If Trumpism has not yet crossed the classical fascist threshold according to Trotsky’s analysis, the more unsettling question is what forms of power may follow it. The danger may not lie solely in the consolidation of overt dictatorship, but in the fusion of state authority with platform-based systems of behavioural control. Instrumentarian power does not need an emperor, a Führer, a party, or even a coherent ideology. It requires only access to data, control over infrastructures of communication, and alignment between corporate and state interests. In such a configuration, democracy may persist formally while being substantively emptied, its rituals intact but its capacity for collective self-determination quietly eroded.
….and ‘How to Fight It?’
A modern gloss on Trotsky’s insistence that fascism must be fought before consolidation also helps clarify what resistance looks like under contemporary conditions. Trotsky did not imagine resistance as moral denunciation or symbolic protest, but as the deliberate extension of the window of vulnerability through organisation, clarity, and the prevention of fatalism. In the twenty-first-century international information environment, this logic no longer centres on seizing presses or confronting paramilitaries in the street, but on sustaining the credibility of elections, courts, labour organisations, independent media, and civil society networks long enough to deny authoritarian projects the moment of decisive rupture, and to provide the basis for forms of transitional justice when they fail.
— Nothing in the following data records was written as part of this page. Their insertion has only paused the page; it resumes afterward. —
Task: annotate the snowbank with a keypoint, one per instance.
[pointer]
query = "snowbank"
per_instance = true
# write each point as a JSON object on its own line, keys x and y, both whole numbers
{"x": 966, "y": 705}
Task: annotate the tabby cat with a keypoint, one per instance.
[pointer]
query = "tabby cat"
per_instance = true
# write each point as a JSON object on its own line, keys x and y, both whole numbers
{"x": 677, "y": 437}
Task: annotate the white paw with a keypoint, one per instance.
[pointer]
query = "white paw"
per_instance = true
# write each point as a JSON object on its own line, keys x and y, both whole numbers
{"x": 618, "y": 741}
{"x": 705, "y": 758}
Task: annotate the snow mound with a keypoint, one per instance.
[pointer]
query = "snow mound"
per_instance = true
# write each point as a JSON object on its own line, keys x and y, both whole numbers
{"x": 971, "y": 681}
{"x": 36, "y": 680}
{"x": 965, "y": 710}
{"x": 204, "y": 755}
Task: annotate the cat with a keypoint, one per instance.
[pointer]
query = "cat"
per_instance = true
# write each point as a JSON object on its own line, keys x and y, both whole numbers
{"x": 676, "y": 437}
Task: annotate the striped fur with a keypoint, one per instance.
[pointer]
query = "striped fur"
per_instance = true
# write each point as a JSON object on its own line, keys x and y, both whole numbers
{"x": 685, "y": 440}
Much of this work is already underway, continuing to fight ‘Trump Exhaustion Syndrome’ with trade unions rebuilding capacity, ‘Gen Z’ journalists/content creators/influencers like Adam Mockler and independent news media such as MeidasTouch documenting and calling out the daily abuses of arbitrary executive power in real time, States and civil society organisations litigating and monitoring elections, ‘legacy media’ journalists documenting abuses almost in real time, platforms under pressure to moderate amplification, transnational alternative media ecosystems providing information and analysis, and international actors signalling that constitutional breakdown and transgressions of international norms would carry diplomatic and economic costs, reinvigorating new and existing forms of rules-based multilateralism and bilateralism, rather than spelling their demise. From a Trotskyan perspective, these are not peripheral or merely defensive actions. They are precisely the kinds of counter-forces that matter before fascism consolidates, operating not to overthrow the state, but to prevent the conditions under which its destruction of pluralism, democracy, and the rule of law becomes irreversible, and widespread and systematic state criminality becomes inevitable.
“To learn to see all the crimes against humanity, all the indignities to which the human body and spirit are subjected, as the twisted outgrowths and expressions of the existing social system, in order to direct all our energies into a collective struggle against this system, that is the direction in which the burning desire for revenge can find its highest moral satisfaction.”
Leon Trotsky, Der Kampf, November 1911.